Through seamless analysis of data from InSituPlex® assays, known for their robust and highly specific biomarker detection, STARVUE™ empowers researchers with automated, high-confidence spatial insights into the tissue microenvironment. The resulting integrated analytical solution – a pairing of state-of-the-art chemistry and software – yields a workflow that saves months of time compared to manual, less quantitative methods.

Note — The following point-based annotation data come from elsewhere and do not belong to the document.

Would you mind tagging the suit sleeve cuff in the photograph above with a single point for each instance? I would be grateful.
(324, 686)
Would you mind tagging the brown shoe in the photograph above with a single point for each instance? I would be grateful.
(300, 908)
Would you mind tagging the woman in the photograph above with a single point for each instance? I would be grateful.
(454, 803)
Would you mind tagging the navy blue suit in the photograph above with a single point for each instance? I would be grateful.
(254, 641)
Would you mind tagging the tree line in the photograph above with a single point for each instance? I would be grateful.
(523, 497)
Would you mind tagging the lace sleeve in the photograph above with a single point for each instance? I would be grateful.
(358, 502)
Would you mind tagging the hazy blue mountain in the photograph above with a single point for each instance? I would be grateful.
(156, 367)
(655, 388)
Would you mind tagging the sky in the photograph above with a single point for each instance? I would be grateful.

The STARVUE™ platform harnesses the power of Ultivue’s flagship tissue-based image analysis applications: UltiStacker.AI™ and UltiAnalyzer.AI™. UltiStacker.AI™ utilizes state-of-the-art deep-learning models to co-register multiple rounds of multiplex immunofluorescence (mIF) and brightfield images of the same tissue specimen with micron-level accuracy. UltiAnalyzer.AI™ offers precise whole-slide mIF spatial image analysis using cutting-edge deep-learning algorithms for tissue detection, segmentation, cell segmentation, and cell-biomarker classification based on cell morphology and detected signal intensities. This new, AI-driven approach eliminates external subjective errors commonly associated with threshold-based image analysis methods and facilitates robust biomarker detection.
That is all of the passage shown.